Hubbard a préparé une chambre à la maison et a trouvé une petite cloche métallique ténue que Delores pourrait sonner si elle avait besoin d'aide. « Nous avons fait beaucoup de blagues sur Peter Pan et Tinker Bell », se souvient Hubbard. « Quand elle a sonné, je suis entrée et j'ai dit: 'Oui, madame, que se passe-t-il?' »
Cinq jours après son arrivée, Delores est décédée. « Le deuil se produit actuellement dans un espace de solitude et de silence », a écrit Hubbard dans un article sur Facebook. « Bien sûr, il y a des SMS et des appels téléphoniques, des courriels et du courrier postal, mais pas d'embrassades, pas de casseroles douteuses livrées par les voisins, pas de rassemblement de famille et d'amis pour partager des histoires et des souvenirs. »
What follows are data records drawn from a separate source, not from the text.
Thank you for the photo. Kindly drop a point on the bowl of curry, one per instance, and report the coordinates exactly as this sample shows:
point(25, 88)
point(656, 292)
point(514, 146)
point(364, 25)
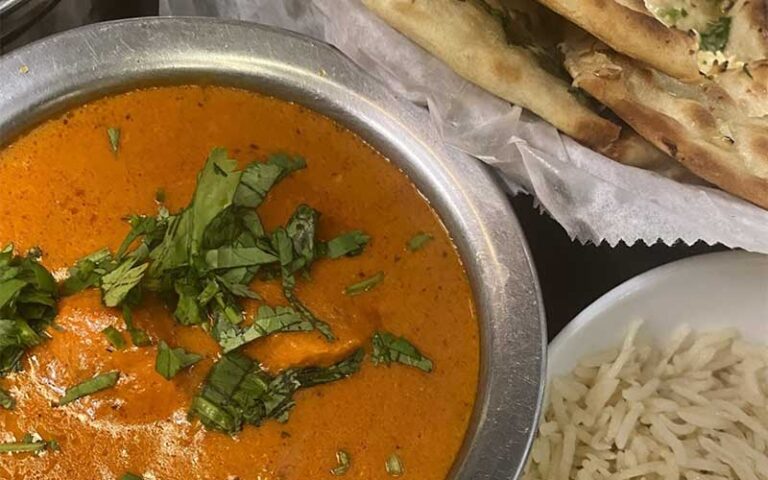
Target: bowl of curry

Au milieu du chagrin est le soulagement que Delores ait eu ce qu'elle voulait: une mort sans interventions médicales. « Je suis moi-même en train de penser que nous avons fait que cela se produise », a déclaré Hubbard. « Et je suis tellement content que nous l'avons ramenée à la maison. »
L'histoire de Patricia Scott est inachevée. La jeune femme de 101 ans vivait dans une communauté de retraités à Castro Valley, en Californie, avant que son fils, Bart Scott, ne l'emmène dans sa maison à Santa Rosa, l'installant dans un spacieux appartement.
Lorsqu'on lui a demandé ce qu'elle pensait du changement, Patricia Scott a déclaré: « Je n'ai jamais été particulièrement ravie de l'idée d'une résidence homogénéisée avec un tas de vieux pets, dont je fais partie. »
Pourtant, elle aspire à son appartement de deux chambres: « C'est juste que tout est là. Je sais où est la merde. Ma vie régulière me manque. »
Bart Scott a quatre frères et sœurs, et ils ont convenu qu'il était intenable de laisser sa mère seule pendant la crise de coronavirus. « Elle est la matriarche de cette famille », a-t-il dit. « Il y a beaucoup de gens qui accordent beaucoup d'importance à son bien-être. »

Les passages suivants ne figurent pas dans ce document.